Lucy went on display today at the [Houston Museum of Natural Science](http://www.hmns.org/?r=1), and there was no way I could resist paying her a visit. I went in to the exhibit with very mixed feelings about it. A lot of people, including quite a few scientists I respect, have been extremely vocal in their opposition to the exhibit. Richard Leakey [called the trip](http://www.abcnews.go.com/WN/story?id=3542345&page=1) "a form of prostitution" and "a gross exploitation of the ancestors of humanity." Several museums have [refused](http://www.bloomberg.com/apps/news?pid=20601082&sid=a7j_9OLhOJUI&refer=canada) to display the fossil, and the Ethiopian community [is calling](http://canadianpress.google.com/article/ALeqM5giPYjA56VNNwUai1-vBQE9w34BlA) for a boycott of the exhibit.

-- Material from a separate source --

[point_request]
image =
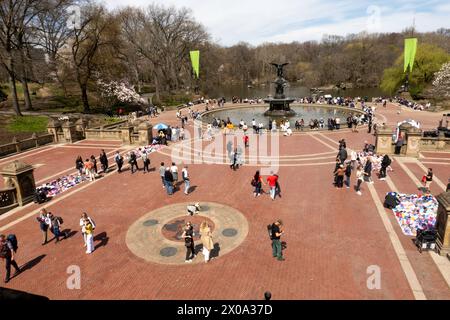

Their concerns are hardly unreasonable. Lucy's bones are very, very old and very, very fragile. Displaying her does involve some risk, particularly in a traveling exhibition that requires packing and unpacking the bones several times. There is no other Lucy. She's unique. She's a valuable - priceless - scientific specimen. The opponents of the exhibit think that the risk to the remains is simply too great to justify the exhibit.
For all I know, they might be right. I can tell you this, though. When I walked over next to the display case and looked down at Lucy, all of those concerns evaporated from my mind, replaced by a sense of pure awe.